All we are interested in in this output is the “Coefficient” column, which gives us the standardised Bs. Again, we can just interpret the size of their actual values! Strength of sexual attraction has a larger value than frequency of romantic attraction, so it is the strongest predictor of the outcome.

Reporting

To conclude, we’re going to write up the results of the analysis we’ve done. Use the output you have produced to fill in the blanks below, and make sure to include a copy of the final report in your Quarto document.

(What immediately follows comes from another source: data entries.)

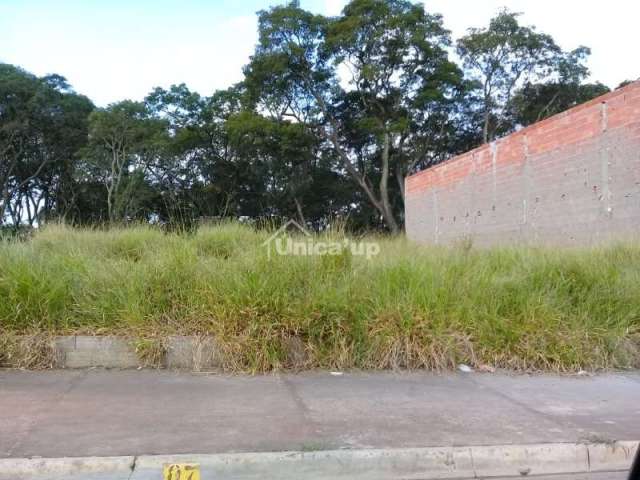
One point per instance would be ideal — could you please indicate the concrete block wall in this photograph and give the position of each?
(572, 179)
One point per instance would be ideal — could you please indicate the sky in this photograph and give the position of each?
(110, 50)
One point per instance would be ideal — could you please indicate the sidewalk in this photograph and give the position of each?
(110, 413)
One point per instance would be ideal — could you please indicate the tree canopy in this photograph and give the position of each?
(332, 114)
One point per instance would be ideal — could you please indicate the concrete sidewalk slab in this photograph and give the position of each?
(111, 412)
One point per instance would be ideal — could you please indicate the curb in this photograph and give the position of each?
(109, 351)
(408, 463)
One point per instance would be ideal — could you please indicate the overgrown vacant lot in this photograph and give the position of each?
(411, 306)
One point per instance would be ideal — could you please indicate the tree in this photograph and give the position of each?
(43, 123)
(500, 59)
(565, 89)
(121, 139)
(401, 79)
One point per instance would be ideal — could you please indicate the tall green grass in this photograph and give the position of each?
(411, 306)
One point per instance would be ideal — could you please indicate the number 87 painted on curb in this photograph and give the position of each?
(181, 471)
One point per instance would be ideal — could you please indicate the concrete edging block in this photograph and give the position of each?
(181, 352)
(374, 464)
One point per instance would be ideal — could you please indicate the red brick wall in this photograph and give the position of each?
(573, 178)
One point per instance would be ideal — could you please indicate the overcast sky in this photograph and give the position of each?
(115, 49)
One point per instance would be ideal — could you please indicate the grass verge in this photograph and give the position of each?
(408, 307)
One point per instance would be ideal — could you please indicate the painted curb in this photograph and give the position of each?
(109, 351)
(110, 467)
(408, 463)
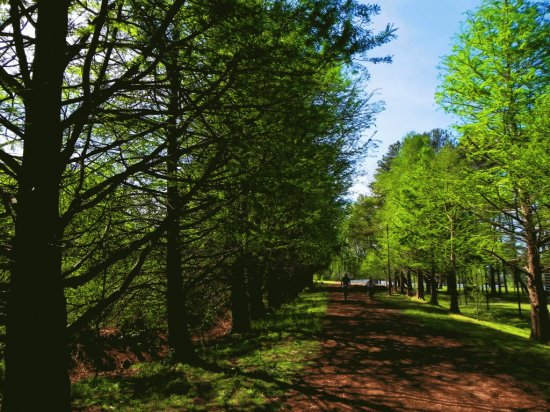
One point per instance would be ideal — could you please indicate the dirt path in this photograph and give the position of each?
(376, 359)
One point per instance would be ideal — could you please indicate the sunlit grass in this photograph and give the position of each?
(507, 346)
(241, 372)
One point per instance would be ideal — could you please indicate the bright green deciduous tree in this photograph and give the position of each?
(496, 81)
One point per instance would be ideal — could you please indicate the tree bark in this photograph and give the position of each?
(410, 291)
(255, 288)
(433, 289)
(540, 324)
(179, 337)
(240, 307)
(36, 352)
(451, 285)
(492, 280)
(420, 289)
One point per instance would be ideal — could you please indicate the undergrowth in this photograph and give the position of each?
(243, 372)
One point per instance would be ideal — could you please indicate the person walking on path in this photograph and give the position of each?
(345, 282)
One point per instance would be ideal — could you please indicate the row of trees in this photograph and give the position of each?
(442, 207)
(168, 159)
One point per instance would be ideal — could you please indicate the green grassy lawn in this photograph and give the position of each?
(239, 372)
(504, 346)
(502, 312)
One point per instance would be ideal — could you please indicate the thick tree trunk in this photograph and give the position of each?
(540, 324)
(36, 354)
(179, 337)
(240, 306)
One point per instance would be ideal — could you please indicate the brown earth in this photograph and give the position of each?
(374, 358)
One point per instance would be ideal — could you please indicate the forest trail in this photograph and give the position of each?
(374, 358)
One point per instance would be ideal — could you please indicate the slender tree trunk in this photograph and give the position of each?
(255, 288)
(410, 291)
(428, 285)
(433, 288)
(504, 280)
(420, 289)
(36, 354)
(451, 282)
(389, 266)
(179, 337)
(492, 280)
(240, 306)
(401, 282)
(540, 324)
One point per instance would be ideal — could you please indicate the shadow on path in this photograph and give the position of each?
(376, 359)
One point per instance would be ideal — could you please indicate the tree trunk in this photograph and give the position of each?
(540, 324)
(255, 288)
(401, 282)
(492, 280)
(505, 280)
(240, 309)
(428, 285)
(36, 352)
(420, 289)
(451, 286)
(433, 289)
(409, 283)
(179, 337)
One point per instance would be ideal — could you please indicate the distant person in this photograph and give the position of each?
(345, 282)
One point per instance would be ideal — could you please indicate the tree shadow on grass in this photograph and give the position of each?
(238, 372)
(376, 358)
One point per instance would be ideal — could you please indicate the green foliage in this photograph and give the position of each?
(241, 372)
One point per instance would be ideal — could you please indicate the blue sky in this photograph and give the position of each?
(425, 34)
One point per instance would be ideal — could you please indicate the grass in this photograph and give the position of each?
(505, 347)
(240, 372)
(501, 315)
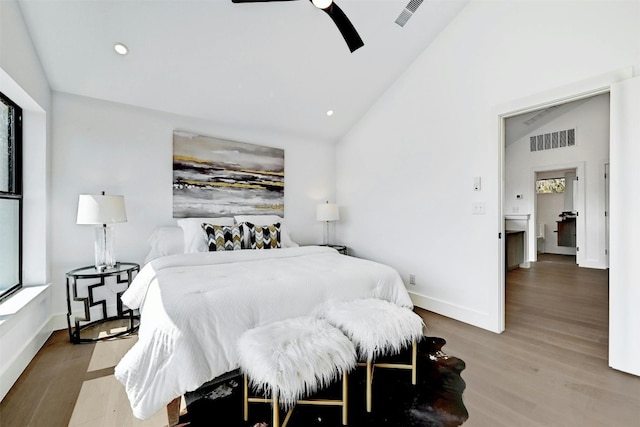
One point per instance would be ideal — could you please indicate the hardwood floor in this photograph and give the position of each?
(549, 368)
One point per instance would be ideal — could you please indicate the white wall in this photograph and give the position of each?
(25, 321)
(591, 121)
(405, 172)
(100, 145)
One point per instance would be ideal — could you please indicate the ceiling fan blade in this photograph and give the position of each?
(255, 1)
(345, 26)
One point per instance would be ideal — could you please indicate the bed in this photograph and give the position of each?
(194, 306)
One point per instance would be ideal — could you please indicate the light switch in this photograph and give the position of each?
(479, 208)
(477, 183)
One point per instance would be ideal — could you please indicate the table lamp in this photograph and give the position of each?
(327, 212)
(102, 210)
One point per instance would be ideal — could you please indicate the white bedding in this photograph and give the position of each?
(194, 307)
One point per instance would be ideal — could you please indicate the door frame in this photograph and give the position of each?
(597, 86)
(580, 206)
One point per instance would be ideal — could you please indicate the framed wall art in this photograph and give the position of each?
(214, 177)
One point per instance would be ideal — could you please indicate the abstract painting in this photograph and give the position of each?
(214, 177)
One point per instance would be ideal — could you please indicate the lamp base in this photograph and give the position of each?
(104, 247)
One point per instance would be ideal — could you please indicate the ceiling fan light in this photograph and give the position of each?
(322, 4)
(120, 48)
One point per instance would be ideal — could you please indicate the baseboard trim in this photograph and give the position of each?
(24, 336)
(463, 314)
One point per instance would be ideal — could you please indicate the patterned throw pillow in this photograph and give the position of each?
(264, 236)
(223, 237)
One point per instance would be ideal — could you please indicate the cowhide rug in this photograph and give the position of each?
(435, 401)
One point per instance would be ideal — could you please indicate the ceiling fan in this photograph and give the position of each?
(345, 26)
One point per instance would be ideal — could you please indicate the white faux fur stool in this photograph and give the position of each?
(290, 359)
(378, 328)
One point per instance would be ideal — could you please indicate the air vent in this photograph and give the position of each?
(408, 12)
(549, 141)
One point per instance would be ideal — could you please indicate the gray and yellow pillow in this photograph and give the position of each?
(263, 236)
(223, 237)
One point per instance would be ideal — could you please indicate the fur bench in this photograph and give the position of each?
(377, 328)
(288, 360)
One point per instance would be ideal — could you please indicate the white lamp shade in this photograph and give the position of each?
(327, 212)
(101, 209)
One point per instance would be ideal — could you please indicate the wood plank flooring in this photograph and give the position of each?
(549, 368)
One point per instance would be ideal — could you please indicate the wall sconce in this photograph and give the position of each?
(102, 210)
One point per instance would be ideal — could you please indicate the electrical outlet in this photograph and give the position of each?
(479, 208)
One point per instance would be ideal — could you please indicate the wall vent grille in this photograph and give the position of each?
(549, 141)
(408, 12)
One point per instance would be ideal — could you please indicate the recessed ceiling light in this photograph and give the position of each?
(322, 4)
(120, 49)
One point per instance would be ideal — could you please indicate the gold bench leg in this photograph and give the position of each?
(345, 394)
(246, 398)
(369, 381)
(414, 363)
(276, 410)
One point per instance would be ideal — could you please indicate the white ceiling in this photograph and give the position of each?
(272, 67)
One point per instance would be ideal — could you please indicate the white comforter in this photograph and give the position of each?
(194, 307)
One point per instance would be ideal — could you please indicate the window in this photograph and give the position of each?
(10, 197)
(550, 185)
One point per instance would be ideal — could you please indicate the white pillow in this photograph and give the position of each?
(195, 239)
(285, 240)
(165, 241)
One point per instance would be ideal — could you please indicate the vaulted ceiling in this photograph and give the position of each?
(275, 67)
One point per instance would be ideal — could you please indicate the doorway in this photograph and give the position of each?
(556, 212)
(533, 150)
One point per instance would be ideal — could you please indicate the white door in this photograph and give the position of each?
(606, 213)
(624, 238)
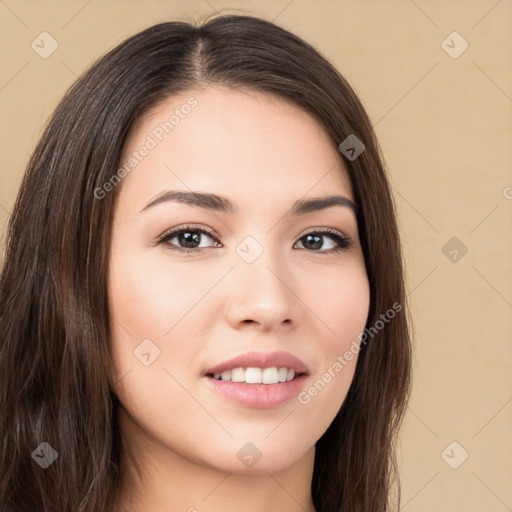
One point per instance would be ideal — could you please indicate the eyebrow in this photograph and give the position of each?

In this analysis, we created two linear models, both predicting frequency of sexual attraction. The first model contained only one predictor, which was frequency of romantic attraction (R² = %). The second model contained the same predictor and added strength of sexual attraction as a second predictor (R² = %, R²-change = %). The model comparison indicated that the second, two-predictor model was a significant improvement over the first, so the second model was retained as the better model (F(, ) = , p < ).

The first predictor, frequency of romantic attraction, had a significant positive relationship with the outcome, which was frequency of sexual attraction (b = , SE(b) = , 95% CI [, ], t = , p ). The second predictor, strength of sexual attraction, also had a significant positive relationship with frequency of sexual attraction (b = , SE(b) = , 95% CI [, ], t = , p ). Of the two predictors, strength of sexual attraction had a stronger impact on frequency of sexual attraction (B = ) than frequency of romantic attraction (B = ).

Very well done with everything you’ve done. You made it to the end!

If you’re still not ready to be done, we have one last ChallengR for you to finish the term in style.

ChallengR

ChallengR Time!

This task is a ChallengR, which are always optional, and will never be assessed - they’re only there to inspire you to try new things! If you solve this task successfully, you can earn a bonus 2500 Kahoot Points. You can use those points to earn bragging rights and, more importantly, shiny stickers. (See the Games and Awards page on Canvas.)

There are no solutions in this document for this ChallengR task. If you get stuck, ask us for help in your practicals or at the Help Desk, and we’ll be happy to point you in the right direction.

This last ChallengR is a doozy. You’ll need to draw on skills from across the module to get through it. Enter if you dare…

To begin the ChallengR, open the Great Escape in a new tab, or use the code chunks in your tutorial workbook to open it. Read the rules, then begin the challenge by clicking the “I am ready!” button at the bottom of the page.

Note that you have a maximum of 1.5 hours to complete the Great Escape, so make sure you have enough time set aside!

Hint

Just about everything you will need for these tasks has been covered on this module. Think carefully about what you know and how you can get at the information you need. Don’t panic, and read the instructions on each page carefully!

The only element we haven’t covered in depth is how to fit a null model. To create the null model with the lm() function, use 1 as the predictor, like so:

lm(outcome ~ 1, data = data)

To earn your Kahoot! Points, you must complete the escape challenge in the time available and add your Kahoot! username to the leaderboard. If you also want to include your real name, you could do this with your Kahoot! username as your surname. The leaderboard is publicly visible on the Internet, though, so be careful if you want to remain anonymous. Remember that you must enter your Kahoot! username exactly in order to get your points!

If you want to get the ChallengR points but don’t want to add your name to the leaderboard, or if your Kahoot name contains any special characters like emojis, enter whatever name you would like on the leaderboard and then email analysingdata.psychology@sussex.ac.uk to tell us which name is yours.

Good luck…

Footnotes

1. In practice, this isn’t the best idea - or, rather, which predictor(s) you add should be theoretically valuable and/or interesting, and/or supported by evidence. We’ll come back to this in second year!